Tánaiste talks up regulation - but won't even mention rent certainty

Alan Kelly
Alan Kelly

Kevin Doyle and Peter Flanagan

Environment Minister Alan Kelly's hopes of securing 'rent certainty' appear to be dwindling after his party leaders refused to even use the phrase.

Joan Burton said the term she would use for what the Government was planning was "regulation".

Speaking in Dublin last night, the Tánaiste said that she was in favour of "protecting and strengthening the rights of people who are tenants under a framework of regulation".

She continued: "There have been different elements of that spoken about in the media. I had discussions again yesterday with An Taoiseach in the context of the Cabinet meeting.

"There is a very high level of agreement. The critical thing is that we want to see the different elements of an interlocking plan rolling out."

The issue of introducing rent certainty has led to a massive impasse between the Department of Finance and the Environment Minister.

Mr Kelly has insisted it should be part of a package that will also address supply issues, but Finance Minister Michael Noonan is worried that such a measure would distort the market.

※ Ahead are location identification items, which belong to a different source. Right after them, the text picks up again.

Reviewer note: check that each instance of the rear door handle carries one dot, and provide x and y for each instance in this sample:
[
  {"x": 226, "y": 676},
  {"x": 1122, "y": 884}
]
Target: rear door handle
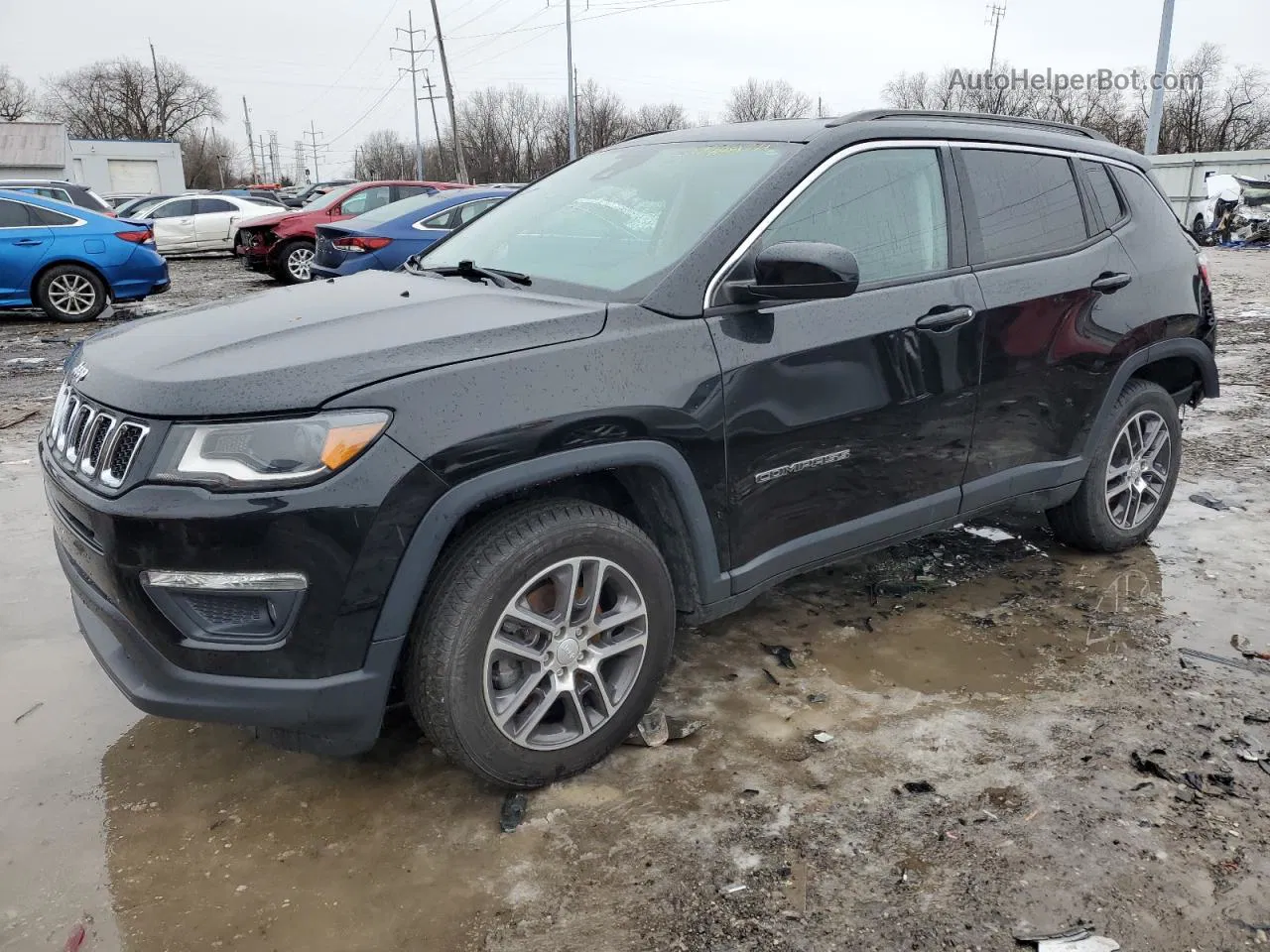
[
  {"x": 1110, "y": 282},
  {"x": 945, "y": 317}
]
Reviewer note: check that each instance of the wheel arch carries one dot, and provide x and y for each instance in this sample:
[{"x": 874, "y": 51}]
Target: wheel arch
[
  {"x": 86, "y": 266},
  {"x": 644, "y": 480}
]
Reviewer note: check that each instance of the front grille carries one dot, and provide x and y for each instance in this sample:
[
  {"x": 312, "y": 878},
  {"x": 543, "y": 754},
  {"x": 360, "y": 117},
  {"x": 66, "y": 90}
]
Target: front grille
[{"x": 93, "y": 440}]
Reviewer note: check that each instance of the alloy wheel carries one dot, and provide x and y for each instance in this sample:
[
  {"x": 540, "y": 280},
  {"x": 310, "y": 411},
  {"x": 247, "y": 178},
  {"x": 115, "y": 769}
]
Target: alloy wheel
[
  {"x": 1138, "y": 470},
  {"x": 71, "y": 295},
  {"x": 299, "y": 263},
  {"x": 566, "y": 653}
]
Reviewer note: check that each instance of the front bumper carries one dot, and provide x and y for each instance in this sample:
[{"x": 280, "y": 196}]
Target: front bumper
[{"x": 322, "y": 685}]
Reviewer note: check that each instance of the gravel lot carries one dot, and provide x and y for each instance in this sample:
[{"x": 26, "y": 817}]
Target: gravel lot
[{"x": 1012, "y": 690}]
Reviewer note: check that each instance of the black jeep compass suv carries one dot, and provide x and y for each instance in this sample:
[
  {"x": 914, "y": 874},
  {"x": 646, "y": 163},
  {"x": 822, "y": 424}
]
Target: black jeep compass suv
[{"x": 642, "y": 390}]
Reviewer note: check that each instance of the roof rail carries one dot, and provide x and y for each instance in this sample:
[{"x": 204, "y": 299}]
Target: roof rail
[{"x": 870, "y": 114}]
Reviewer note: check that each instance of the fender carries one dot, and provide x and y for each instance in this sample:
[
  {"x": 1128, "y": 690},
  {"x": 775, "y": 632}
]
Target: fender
[
  {"x": 434, "y": 530},
  {"x": 1197, "y": 350}
]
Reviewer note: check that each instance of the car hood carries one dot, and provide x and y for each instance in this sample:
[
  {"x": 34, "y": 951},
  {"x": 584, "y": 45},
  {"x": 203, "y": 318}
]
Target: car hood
[{"x": 296, "y": 348}]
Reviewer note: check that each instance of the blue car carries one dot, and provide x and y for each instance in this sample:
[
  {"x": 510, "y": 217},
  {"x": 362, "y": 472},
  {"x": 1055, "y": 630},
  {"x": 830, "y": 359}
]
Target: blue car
[
  {"x": 72, "y": 262},
  {"x": 382, "y": 239}
]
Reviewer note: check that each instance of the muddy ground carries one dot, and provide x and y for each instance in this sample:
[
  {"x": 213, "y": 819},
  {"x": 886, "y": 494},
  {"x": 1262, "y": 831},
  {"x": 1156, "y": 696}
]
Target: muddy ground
[{"x": 1016, "y": 679}]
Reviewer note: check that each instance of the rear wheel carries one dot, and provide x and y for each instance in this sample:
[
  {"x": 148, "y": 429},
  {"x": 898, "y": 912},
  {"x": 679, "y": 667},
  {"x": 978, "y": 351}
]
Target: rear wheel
[
  {"x": 295, "y": 262},
  {"x": 71, "y": 294},
  {"x": 543, "y": 642},
  {"x": 1130, "y": 477}
]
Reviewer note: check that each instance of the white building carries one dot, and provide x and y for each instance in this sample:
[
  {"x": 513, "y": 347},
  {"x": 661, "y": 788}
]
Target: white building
[
  {"x": 1182, "y": 176},
  {"x": 42, "y": 150}
]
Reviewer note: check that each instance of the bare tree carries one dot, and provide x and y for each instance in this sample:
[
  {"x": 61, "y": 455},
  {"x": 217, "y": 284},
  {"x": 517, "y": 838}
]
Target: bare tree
[
  {"x": 17, "y": 98},
  {"x": 208, "y": 158},
  {"x": 774, "y": 99},
  {"x": 384, "y": 155},
  {"x": 119, "y": 99}
]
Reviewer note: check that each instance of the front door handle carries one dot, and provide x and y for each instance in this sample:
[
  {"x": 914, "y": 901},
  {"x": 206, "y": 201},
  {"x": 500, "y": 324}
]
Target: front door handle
[
  {"x": 1110, "y": 282},
  {"x": 945, "y": 317}
]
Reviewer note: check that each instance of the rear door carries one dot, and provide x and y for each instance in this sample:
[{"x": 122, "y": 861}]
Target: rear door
[
  {"x": 1057, "y": 317},
  {"x": 848, "y": 420},
  {"x": 23, "y": 245},
  {"x": 214, "y": 222},
  {"x": 175, "y": 225}
]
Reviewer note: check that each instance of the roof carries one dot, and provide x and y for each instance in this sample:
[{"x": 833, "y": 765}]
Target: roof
[{"x": 892, "y": 123}]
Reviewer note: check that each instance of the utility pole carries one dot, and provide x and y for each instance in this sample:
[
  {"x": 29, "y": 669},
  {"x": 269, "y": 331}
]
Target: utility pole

Ms Burton said her minister had been working "day and night" to find a resolution and she expected an agreement on the housing package to be reached within a fortnight.

Asked if the final deal would include rent certainty, she replied: "The term that I have used in relation to overarching improvement and strengthening of the rights of people who are renting is to look at the whole area of regulation."

She suggested there could be changes to the notice periods required before rents can be hiked, adding: "Landlords have to act in a reasonable way in relation to affordability."

Sources say a compromise is on the table, whereby the Private Residential Tenancies Board (PRTB) would be given new powers for dealing with disputes between landlords and tenants.

Developer Michael O'Flynn, who plans to build 10,000 homes in Dublin and Cork over the next eight years, last night backed the Department of Finance's view that rent certainty would play havoc with the market.

He told the Irish Independent that rent controls would stop houses being built and make the crisis far worse than it is already.


"Capping rents won't work. It will restrict further supply and we need further supply," he said.

"This is a supply and demand issue and we should be encouraging more investors to enter the market and supply rental accommodation.

"(Rent controls) will only discourage investors from building homes and will make the problem worse."

Ms Burton also said that the key to solving the housing crisis was "to actually get building".

"We need to get families with children out of hotel rooms," she said.

The Labour Party leader added that along with social housing, she wants more affordable housing for young people "who could afford to buy a fairly modest three-bedroom starter house, possibly for a mortgage less than what they are currently paying in rent.

"So it's essential that we have a freeing up both of equity investment and loans to builders who can start building," the Tánaiste added.